Third Quarter Fiscal Year 2017 GAAP Results
- Revenue was $194.6 million, an increase of 36.7%, compared to $142.3 million in the previous year fiscal third quarter and an increase of 4.6% compared to $186.1 million in the prior fiscal quarter;
- Gross profit was $92.6 million, an increase of 25.2%, compared to $74.0 million in the previous year fiscal third quarter and an increase of 34.5% compared to $68.9 million in the prior fiscal quarter;
- Gross margin was 47.6%, compared to 52.0% in the previous year fiscal third quarter and 37.0% in the prior fiscal quarter;
- Operating income was $6.6 million, compared to $10.2 million in the previous year fiscal third quarter and an operating loss of $33.6 million in the prior fiscal quarter; and
- Net loss from continuing operations was $14.0 million, resulting in $0.22 loss per diluted share, compared to net income from continuing operations of $21.4 million, or $0.11 income per diluted share, in the previous year fiscal third quarter and net loss from continuing operations of $134.3 million, or $2.21 loss per diluted share, in the prior fiscal quarter.
Third Quarter Fiscal Year 2017 Adjusted Non-GAAP Results
- Adjusted gross margin was 58.5%, compared to 57.3% in the previous year fiscal third quarter and 58.5% in the prior fiscal quarter;
- Adjusted operating income was $52.9 million, or 27.2% of revenue, compared to $34.9 million, or 24.5% of revenue, in the previous year fiscal third quarter and $48.6 million, or 26.1% of revenue, in the prior fiscal quarter;
- Adjusted net income was $43.9 million, or $0.67 per diluted share, compared to adjusted net income of $27.9 million, or $0.51 per diluted share, in the previous year fiscal third quarter and adjusted net income of $39.4 million, or $0.63 per diluted share, in the prior fiscal quarter; and
- Adjusted EBITDA was $61.6 million, compared to $42.1 million for the previous year fiscal third quarter and $56.7 million for the prior fiscal quarter.
Their Networks business was up 43.5 percent year-over-year, despite a sequential decline in telecom Optical revenue. PON was down considerably year-over-year and now comprises less than 5 percent of total revenue. Carriers and OEM customers are now squarely focused on deploying 10G PON, which we expect will drive a new wave of investment next year. However, the rapid transition away from 2.5G has created a temporary overhang for their business. Metro/Long-Haul business in China was also weaker than expected in the third quarter, but very strong in other regions.

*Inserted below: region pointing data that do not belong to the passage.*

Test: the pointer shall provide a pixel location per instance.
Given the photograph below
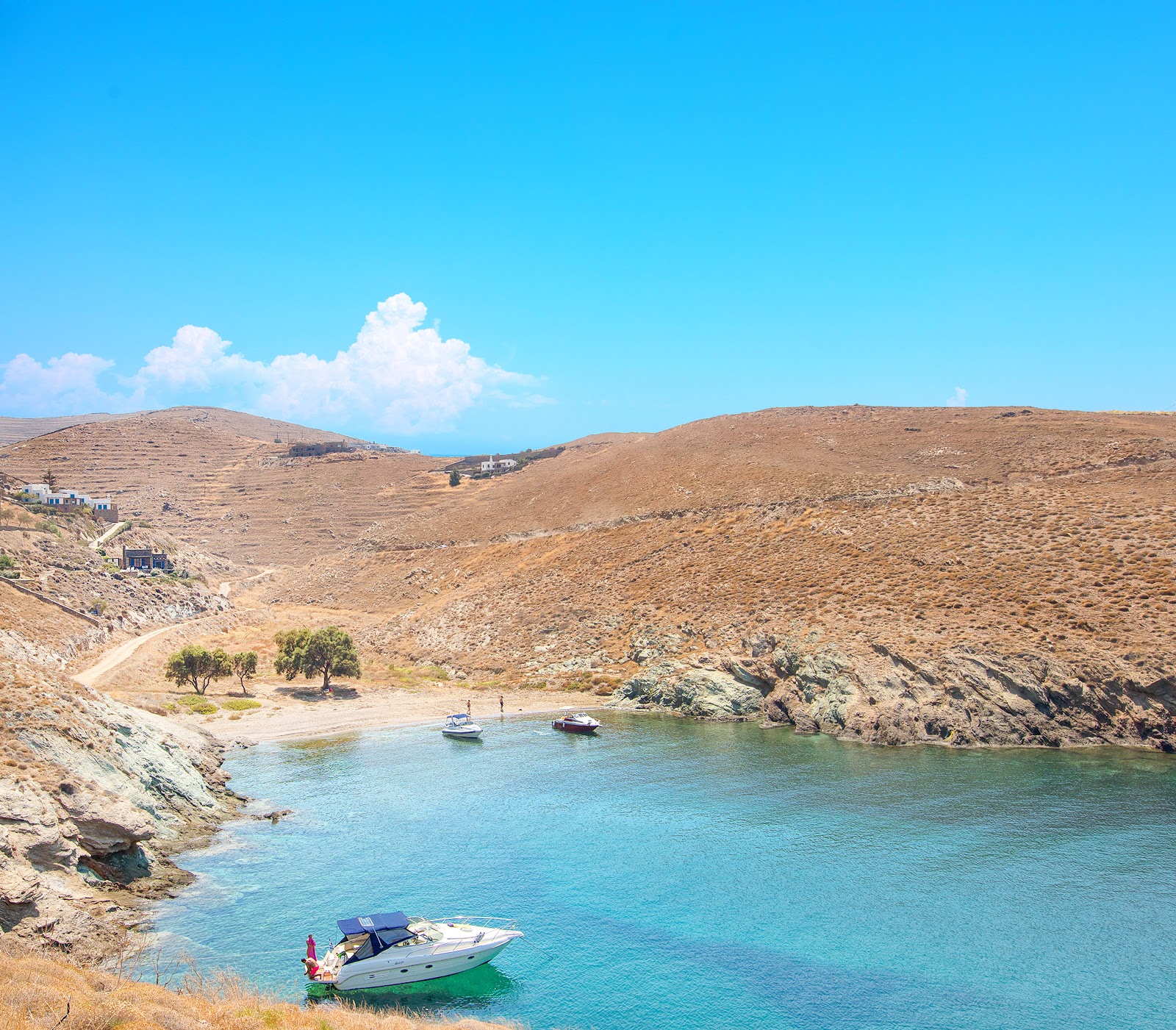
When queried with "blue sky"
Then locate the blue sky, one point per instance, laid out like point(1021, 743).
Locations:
point(617, 217)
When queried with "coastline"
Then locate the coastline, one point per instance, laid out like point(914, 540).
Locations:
point(326, 718)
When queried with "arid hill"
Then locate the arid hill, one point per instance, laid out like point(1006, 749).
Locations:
point(13, 429)
point(893, 575)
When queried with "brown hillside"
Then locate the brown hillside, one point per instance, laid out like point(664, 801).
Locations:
point(219, 480)
point(914, 533)
point(12, 429)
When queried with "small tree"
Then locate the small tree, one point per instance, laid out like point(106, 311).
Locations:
point(327, 651)
point(244, 665)
point(197, 667)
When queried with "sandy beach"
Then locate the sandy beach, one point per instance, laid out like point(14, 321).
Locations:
point(284, 718)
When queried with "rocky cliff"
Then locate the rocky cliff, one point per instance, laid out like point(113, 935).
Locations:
point(93, 798)
point(875, 694)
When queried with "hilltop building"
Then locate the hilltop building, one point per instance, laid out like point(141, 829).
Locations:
point(494, 463)
point(497, 463)
point(318, 449)
point(144, 557)
point(101, 507)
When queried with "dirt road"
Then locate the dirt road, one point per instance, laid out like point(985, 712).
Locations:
point(117, 657)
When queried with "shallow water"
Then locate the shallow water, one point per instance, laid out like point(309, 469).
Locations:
point(673, 874)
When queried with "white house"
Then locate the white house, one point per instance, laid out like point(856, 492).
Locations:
point(71, 498)
point(497, 463)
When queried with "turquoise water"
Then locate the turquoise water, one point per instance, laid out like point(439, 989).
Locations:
point(682, 875)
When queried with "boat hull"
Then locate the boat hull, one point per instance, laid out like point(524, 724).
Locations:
point(419, 968)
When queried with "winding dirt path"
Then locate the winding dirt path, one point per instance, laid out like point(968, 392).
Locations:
point(229, 584)
point(117, 657)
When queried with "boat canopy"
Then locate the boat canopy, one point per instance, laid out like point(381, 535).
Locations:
point(373, 924)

The decline in Optical was offset by growth in their Data Center businesses, which were up strong sequentially and 310 percent year-over-year, now totaling almost 30 percent of company revenue. They continue to ramp supply aggressively to meet the demand in these Cloud-based businesses.
Their visibility into carrier demand in China remains limited. They expect PON to be sequentially down again in the fiscal fourth quarter. This, combined with continued pushouts in Chinese provincial deployments, will create a gap in demand for their fiscal fourth quarter, which cannot be overcome by growth in Data Center revenue.
Mr. Croteau concluded, "Given the current environment, we have taken a conservative approach to fiscal fourth quarter guidance. We will responsibly adjust investment levels in line with our revenue outlook, while increasing focus on successfully executing on our growth strategies. We remain confident that fiscal 2018 will deliver revenue growth in line with our target annual financial operating model of 20 percent."
For the fiscal fourth quarter ending September 29, 2017, they expect revenue to be in the range of $165 million to $174 million. Adjusted gross margin is expected to be between 58% and 61%, and adjusted earnings per share between $0.45 and $0.50, on an anticipated 66.7 million fully diluted shares outstanding.